Não vai pegar ônibus com a barriga, né?
“Conversamos”, — repetiu Anna mentalmente, com ironia. — Claro, eu sou como um cachorro de rua: põem a coleira e eu vou pra onde mandam.
— E vocês me perguntaram alguma coisa? — perguntou ela calmamente, mas com voz gelada, olhando a sogra direto nos olhos.
— E o que tem pra perguntar, — bufou a sogra, servindo-se de borscht, — na nossa família é assim: se alguém passa por dificuldade, todos ajudam.
É normal. Eu, aliás, criei meu filho com esse princípio.
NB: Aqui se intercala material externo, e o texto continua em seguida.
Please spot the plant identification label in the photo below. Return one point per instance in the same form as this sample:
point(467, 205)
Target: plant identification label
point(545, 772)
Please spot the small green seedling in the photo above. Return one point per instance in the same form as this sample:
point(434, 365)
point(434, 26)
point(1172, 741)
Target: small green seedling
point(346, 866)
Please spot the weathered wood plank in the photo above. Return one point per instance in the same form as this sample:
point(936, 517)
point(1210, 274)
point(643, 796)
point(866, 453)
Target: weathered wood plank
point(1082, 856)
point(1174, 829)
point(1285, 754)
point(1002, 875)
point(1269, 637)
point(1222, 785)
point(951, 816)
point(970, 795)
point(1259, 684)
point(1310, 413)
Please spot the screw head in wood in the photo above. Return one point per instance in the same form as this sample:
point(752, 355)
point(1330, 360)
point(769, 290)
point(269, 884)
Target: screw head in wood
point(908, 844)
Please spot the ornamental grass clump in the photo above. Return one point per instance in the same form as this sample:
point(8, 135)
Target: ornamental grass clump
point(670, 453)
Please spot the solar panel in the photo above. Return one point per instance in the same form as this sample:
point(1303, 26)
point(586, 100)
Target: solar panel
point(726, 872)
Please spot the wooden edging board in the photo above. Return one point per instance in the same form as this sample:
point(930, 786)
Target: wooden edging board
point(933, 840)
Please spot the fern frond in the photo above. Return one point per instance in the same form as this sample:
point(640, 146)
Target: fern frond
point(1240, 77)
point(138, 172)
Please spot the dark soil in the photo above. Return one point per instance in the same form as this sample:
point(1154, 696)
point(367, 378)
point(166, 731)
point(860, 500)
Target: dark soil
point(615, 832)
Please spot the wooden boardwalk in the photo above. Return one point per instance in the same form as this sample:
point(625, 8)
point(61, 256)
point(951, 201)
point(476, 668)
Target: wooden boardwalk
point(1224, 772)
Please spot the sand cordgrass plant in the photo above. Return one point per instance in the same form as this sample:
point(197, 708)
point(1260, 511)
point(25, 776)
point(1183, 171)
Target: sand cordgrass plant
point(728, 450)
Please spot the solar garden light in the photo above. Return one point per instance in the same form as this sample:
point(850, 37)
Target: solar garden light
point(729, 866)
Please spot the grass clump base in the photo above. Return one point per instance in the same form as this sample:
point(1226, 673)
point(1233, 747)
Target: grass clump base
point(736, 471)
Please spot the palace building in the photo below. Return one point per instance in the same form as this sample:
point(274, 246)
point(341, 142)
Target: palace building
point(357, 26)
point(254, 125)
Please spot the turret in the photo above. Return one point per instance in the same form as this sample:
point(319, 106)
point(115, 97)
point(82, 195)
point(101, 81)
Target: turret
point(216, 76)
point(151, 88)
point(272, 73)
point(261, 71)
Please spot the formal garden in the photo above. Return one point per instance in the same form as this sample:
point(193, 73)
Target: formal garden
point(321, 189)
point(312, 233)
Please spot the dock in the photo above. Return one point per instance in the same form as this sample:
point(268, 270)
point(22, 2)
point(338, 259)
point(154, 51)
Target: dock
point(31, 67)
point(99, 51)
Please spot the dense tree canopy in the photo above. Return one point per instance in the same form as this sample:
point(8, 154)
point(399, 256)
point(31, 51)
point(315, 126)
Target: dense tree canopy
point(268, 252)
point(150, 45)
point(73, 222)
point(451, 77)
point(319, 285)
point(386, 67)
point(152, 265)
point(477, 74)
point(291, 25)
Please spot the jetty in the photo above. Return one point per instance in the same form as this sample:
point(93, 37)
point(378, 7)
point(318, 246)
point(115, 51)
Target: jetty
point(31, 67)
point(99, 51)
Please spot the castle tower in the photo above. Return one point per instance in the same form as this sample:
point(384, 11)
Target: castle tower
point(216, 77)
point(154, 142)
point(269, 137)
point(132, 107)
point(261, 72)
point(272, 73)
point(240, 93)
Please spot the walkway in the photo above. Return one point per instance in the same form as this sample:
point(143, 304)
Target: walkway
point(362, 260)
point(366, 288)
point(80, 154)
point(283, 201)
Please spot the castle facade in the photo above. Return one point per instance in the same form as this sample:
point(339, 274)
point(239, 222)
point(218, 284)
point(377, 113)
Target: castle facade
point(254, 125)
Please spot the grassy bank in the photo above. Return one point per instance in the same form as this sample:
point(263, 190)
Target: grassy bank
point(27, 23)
Mas você só pensa em si mesma…
Vasíli, sem levantar os olhos do telefone, resmungou:
— Anya, você sabe, a Marina tá grávida, tá difícil pra ela agora… Não é pra sempre. Assim que ela se recuperar, a gente devolve.
— Devolvem? — Anna sorriu amargamente. — Vão colocar isso no papel?
Ou vai ser igual àquele empréstimo pra cozinha? Que já faz cinco anos que está na casa da tua mãe, “só guardado por um tempo”?
— Que tipo de pessoa você é? — explodiu Elena Mikhailovna. — Eu não sou tua inimiga! Sou mãe!
Você mesma devia oferecer ajuda, não ficar aí com cara de princesa triste!
Nada te agrada, tudo é injusto pra você!
Anna se levantou. Sem gritar, sem drama. Apenas cansada de ser paciente.
Por tempo demais fechou os olhos para o modo como aquela “família amorosa” lhe cortava as asas.
Saiu em silêncio para o quarto. E então começou:
— Ela tá ofendida? — cochichou alto a sogra, como se Anna fosse surda.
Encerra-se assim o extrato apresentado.